Read our complete coverage
Israel’s War on Gaza

The document, which has not been previously reported, was discussed internally as part of the EU’s foreign service propsal to suspend “political dialogue” with Israel, the only aspect of the relationship the union’s foreign service has power over; Skoog’s paper effectively backed the plan to freeze it. The proposal, however, was rejected by the EU ministers, along with a de facto recommendation to ban arms exports to Israel.

The report found that because the death toll in Gaza corresponds to the demographic breakdown of the territory’s civilian population, the pattern of killing indicated “indiscriminate attacks” that could constitute war crimes.

“When committed as part of a widespread or systematic attack against a civilian population,” the assessment added, “they may also implicate crimes against humanity.”

Skoog called on EU countries to “deny an export licence” — for arms — “if there is a clear risk that the military technology or equipment to be exported might be used in the commission of serious violations of international humanitarian law.”

“Lawyers across Europe are watching this closely and likely to initiate domestic and international accountability mechanisms.”

In the wake of the assessment, some EU politicians will be at risk of complicity if Israel is found to have committed war crimes, said Tayab Ali, a partner in the U.K. law firm Bindmans, which recently took the British government to court over its arms exports to Israel.

“Lawyers across Europe are watching this closely and likely to initiate domestic and international accountability mechanisms. Economic interests are not a defence to complicity in war crimes,” Ali told The Intercept. “It is astounding that, following the contents of this report, countries like France and Germany might even remotely consider raising issues of immunity to protect wanted war criminals like Netahyahu and Gallant” — referring to Israeli Prime Minister Benjamin Netanyahu and former Defense Minister Yoav Gallant.

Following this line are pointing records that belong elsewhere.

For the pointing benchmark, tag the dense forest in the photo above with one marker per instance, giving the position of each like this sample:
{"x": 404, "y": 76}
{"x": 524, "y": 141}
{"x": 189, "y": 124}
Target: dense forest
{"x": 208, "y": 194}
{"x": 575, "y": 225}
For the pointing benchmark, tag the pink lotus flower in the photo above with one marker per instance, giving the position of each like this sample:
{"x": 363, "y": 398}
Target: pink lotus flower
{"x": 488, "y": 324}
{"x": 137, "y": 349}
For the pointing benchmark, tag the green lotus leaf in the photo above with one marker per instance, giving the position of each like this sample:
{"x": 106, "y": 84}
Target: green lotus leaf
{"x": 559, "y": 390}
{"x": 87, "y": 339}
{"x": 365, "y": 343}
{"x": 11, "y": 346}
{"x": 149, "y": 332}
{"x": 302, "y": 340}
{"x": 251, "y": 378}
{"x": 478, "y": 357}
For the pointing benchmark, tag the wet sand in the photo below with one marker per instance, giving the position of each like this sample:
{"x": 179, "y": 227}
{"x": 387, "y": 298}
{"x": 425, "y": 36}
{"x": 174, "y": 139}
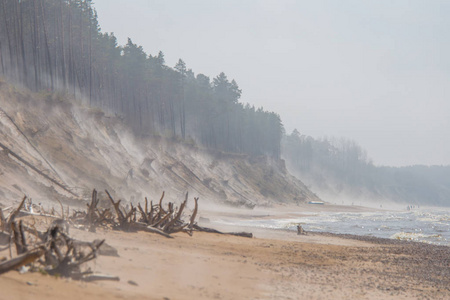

Diana Buttu, a former legal adviser and negotiator for the Palestinian Authority suggested that the rejection of the EU’s own analysis by its member states was political.

“Legally, we know where the dominoes should be falling,” Buttu said. “It was a question of whether the politics would match with the law, and unfortunately, they did not.”
“Criminal Collusion”

Skoog’s paper pulls no punches in its treatment of Hamas’s atrocities on October 7, describing hostage-taking, for instance, as “a violation of international humanitarian law and a war crime.”

Rocket attacks by Hamas and Hezbollah were “inherently indiscriminate … and may constitute a war crime,” it says.

The probe also calls out the use of tunnels in civilian areas as being tantamount to using human shields, which is also a war crime. The Israeli military, however, had not offered “substantial evidence” to back up this allegation, which, even if proven, would not justify indiscriminate or disproportionate attacks on civilian areas.

“Even when their own services presented them with the facts, they refused to act.”

The paper rebuts a major Israeli defense against war crimes allegations over the targeting of hospitals in the Gaza Strip. Skoog’s assessment argues that the “intentional targeting of hospitals … may amount to war crimes,” regardless of any Hamas activity there.

Skoog’s assessment says international law allows Israel “the right and indeed the duty to protect its population,” but that this can only be exercised in response to an armed attack or imminent attack and must be proportional. Because it is an occupying power, the assessment says, Israel also had an obligation to ensure safety and the health of those living under occupation.

Agnès Bertrand-Sanz, an Oxfam humanitarian expert, said the assessment “reinforces the case that EU governments have been acting in complicity with Israel’s crimes in Gaza.”

“Even when their own services presented them with the facts, they refused to act,” she said. “Those that continued exporting arms to Israel in defiance of the report’s clear advice, are involved in a blatant case of criminal collusion.”